4 of 5 people found the following review helpful:
5.0 out of 5 stars
Three Gideon Fell mysteries, November 12, 2004
This review is from: A John Dickson Carr Trio, Including: The Three Coffins; The Crooked Hinge; and The Case of the Constant Suicides (Hardcover)
All three of these mysteries star John Dickson Carr's gargantuan, shovel-hatted detective, Dr. Gideon Fell and take place in Great Britain between the world wars.
This author is known as the Master of the Locked Room Mystery, and he does not disappoint his aficionados in "The Three Coffins." In fact Carr's serial detective, Gideon Fell takes a chapter off from the plot to present his famous 'locked room' lecture to a handful of long-suffering friends.
I can just picture myself with his friends after a nice lunch in the pub, throwing myself about and moaning, "Not THAT lecture again. Let's get on with the plot." All I got out of the lecture were the many ways ice and frozen blood could be used to kill someone who is supposedly alone in a sealed room.
Plus if you ask me, the murders in this book were cheats done with smoke (actually snow) and mirrors, and a clock that only the lumbering Dr. Fell had the brains to notice was incorrectly set. However, I don't read this author for his intricate murder set-ups. I read his books for their wonderfully ominous atmosphere. Here Carr does not disappoint. In "The Three Coffins," three brothers, jailed in Transylvania for bank robbery fake their deaths during an outbreak of the plague and are buried alive. The one with the shovel in his coffin digs his way to freedom, then leaves his brothers in their graves and runs off alone with the hidden bank loot.
Let's just say that the two brothers who are left behind play important roles in the murder and counter-murder many years later in London. I don't want to give away the plot, gimmicky though it is. Read "The Three Coffins" for a few good shudders.
In "The Crooked Hinge" all of the characters act suspiciously, including the true and false heir to the extensive Farnleigh estate (and the title that goes with it), their two lawyers, the butler, Lady Farnleigh, and assorted family friends. The reader has many reasons to suspect each character in turn after the murder (or was it suicide?) of one of the two competing heirs. The only person who might be able to tell whether the true John Farnleigh died or still lives is his tutor, Murray who happens to have taken a thumb-o-graph of young John before he was sent away to America to live with a distant relative.

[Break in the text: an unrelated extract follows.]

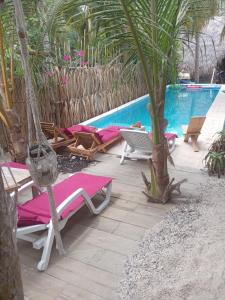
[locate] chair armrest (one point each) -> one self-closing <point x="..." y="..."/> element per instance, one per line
<point x="69" y="200"/>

John wasn't the heir, but the black sheep of the family when he was packed off to Colorado via the spanking, new ocean liner, 'Titanic.' He was thought to have died when his ship sank on her maiden voyage, but after his older brother dies without issue, not one but two John Farnleighs show up within a year of each other to claim the family estate and title. The first one to appear marries John's childhood sweetheart and settles down to manage Farnleigh.
Then up pops John Farnleigh #2, one of the competing heirs dies, and someone steals Murray's thumb-o-graph. The reader is beset with conflicting stories and clues, when Dr. Fell finally lumbers onto the scene with his shovel-hat, swirling cape, and crutch-headed cane. He figures out who killed whom right away, but the reader is left grasping at hints (some of them pretty darn subtle - I think Carr cheats a little on this mystery) until the final denouement, which involves that fateful night when the 'Titanic' went down.

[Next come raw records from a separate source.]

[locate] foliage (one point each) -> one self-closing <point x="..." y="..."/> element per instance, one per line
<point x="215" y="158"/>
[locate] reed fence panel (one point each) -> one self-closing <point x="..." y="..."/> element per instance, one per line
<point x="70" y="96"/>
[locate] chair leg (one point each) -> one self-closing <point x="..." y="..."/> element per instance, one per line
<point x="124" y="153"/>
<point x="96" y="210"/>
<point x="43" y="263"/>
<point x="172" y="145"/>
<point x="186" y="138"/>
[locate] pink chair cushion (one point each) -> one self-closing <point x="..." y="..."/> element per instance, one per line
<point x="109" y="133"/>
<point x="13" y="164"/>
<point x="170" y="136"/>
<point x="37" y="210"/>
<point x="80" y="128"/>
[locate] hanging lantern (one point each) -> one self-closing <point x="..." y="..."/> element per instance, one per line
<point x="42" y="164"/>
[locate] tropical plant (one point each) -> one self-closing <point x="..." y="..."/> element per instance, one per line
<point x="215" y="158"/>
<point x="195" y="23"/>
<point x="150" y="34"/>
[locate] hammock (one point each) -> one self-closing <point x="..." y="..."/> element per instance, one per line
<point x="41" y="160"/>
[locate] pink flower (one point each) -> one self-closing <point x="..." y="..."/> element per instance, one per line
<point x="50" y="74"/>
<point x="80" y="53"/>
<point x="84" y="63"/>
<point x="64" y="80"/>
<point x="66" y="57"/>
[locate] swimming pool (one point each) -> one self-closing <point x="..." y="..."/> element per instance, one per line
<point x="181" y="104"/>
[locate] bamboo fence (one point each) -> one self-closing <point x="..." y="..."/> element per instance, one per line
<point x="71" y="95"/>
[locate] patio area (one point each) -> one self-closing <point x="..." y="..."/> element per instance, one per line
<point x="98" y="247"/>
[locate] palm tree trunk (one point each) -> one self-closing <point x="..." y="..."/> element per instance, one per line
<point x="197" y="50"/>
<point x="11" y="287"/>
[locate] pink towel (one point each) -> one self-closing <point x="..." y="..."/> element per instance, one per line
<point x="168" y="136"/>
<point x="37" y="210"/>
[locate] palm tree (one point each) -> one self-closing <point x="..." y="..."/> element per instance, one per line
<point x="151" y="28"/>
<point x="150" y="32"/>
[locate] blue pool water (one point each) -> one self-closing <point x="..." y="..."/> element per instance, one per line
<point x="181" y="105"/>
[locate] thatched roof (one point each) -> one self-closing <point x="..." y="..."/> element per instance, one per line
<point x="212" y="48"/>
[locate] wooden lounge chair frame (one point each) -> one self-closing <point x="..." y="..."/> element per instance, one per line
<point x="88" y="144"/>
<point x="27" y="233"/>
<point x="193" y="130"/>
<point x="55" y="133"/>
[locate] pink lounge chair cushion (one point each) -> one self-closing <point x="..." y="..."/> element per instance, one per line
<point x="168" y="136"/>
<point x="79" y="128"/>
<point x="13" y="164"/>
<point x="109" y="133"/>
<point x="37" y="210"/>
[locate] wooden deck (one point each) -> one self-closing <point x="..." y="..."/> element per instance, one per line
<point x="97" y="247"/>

"The Case of the Constant Suicides" (1941) is a fun read and one of the author's more interesting mysteries--three men die and the reader must determine who committed suicide and who was murdered. This book is very much of a howdunit as well as a whodunit. The humungous Dr. Gideon Fell, galumphs into view about a third of the way through, after one man is already mysteriously deceased. Old Angus Campbell meets his end after plunging out of the window of his locked tower bedroom. The door has to be broken down in order for the deceased man's bedroom to be examined. The only unusual object in the tower room is an empty animal carrier, its wire-mesh door tightly shut.

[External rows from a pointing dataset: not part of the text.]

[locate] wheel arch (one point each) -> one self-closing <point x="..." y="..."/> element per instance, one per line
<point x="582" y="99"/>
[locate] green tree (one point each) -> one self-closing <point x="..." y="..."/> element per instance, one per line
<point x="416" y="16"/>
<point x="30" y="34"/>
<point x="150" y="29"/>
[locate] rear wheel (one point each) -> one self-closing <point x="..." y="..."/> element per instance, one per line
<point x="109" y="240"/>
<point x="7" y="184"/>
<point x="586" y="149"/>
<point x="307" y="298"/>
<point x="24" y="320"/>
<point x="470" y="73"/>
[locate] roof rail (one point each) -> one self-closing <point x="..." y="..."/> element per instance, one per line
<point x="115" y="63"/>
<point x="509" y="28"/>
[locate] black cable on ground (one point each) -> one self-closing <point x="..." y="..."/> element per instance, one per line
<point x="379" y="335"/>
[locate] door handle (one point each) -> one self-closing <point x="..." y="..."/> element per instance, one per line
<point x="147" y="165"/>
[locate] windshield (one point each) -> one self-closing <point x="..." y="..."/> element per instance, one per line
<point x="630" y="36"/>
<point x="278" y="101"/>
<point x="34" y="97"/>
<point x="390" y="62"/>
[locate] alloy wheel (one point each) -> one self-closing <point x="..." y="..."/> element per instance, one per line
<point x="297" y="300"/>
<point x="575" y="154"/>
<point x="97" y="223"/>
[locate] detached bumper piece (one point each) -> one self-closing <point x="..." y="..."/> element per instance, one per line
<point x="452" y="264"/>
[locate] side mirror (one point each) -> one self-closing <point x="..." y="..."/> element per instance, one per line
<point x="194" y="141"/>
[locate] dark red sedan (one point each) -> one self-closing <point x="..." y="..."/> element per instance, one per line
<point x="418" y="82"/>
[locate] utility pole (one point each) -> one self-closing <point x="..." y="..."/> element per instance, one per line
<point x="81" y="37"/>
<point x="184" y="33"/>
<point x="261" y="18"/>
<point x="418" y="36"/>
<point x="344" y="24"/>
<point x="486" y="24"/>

John Dickson Carr takes a turn to heavy-handed humor in "The Case of the Constant Suicides." Most of the roistering is caused by a malt whiskey called 'the Doom of the Campbells.' A pesky American newspaperman is drenched, shot at, and hunted from the castle grounds whenever the Doom is flowing through the inhabitants of the castle. This isn't my favorite Gideon Fell mystery, but it was fun to read--more smiles than frissons of terror.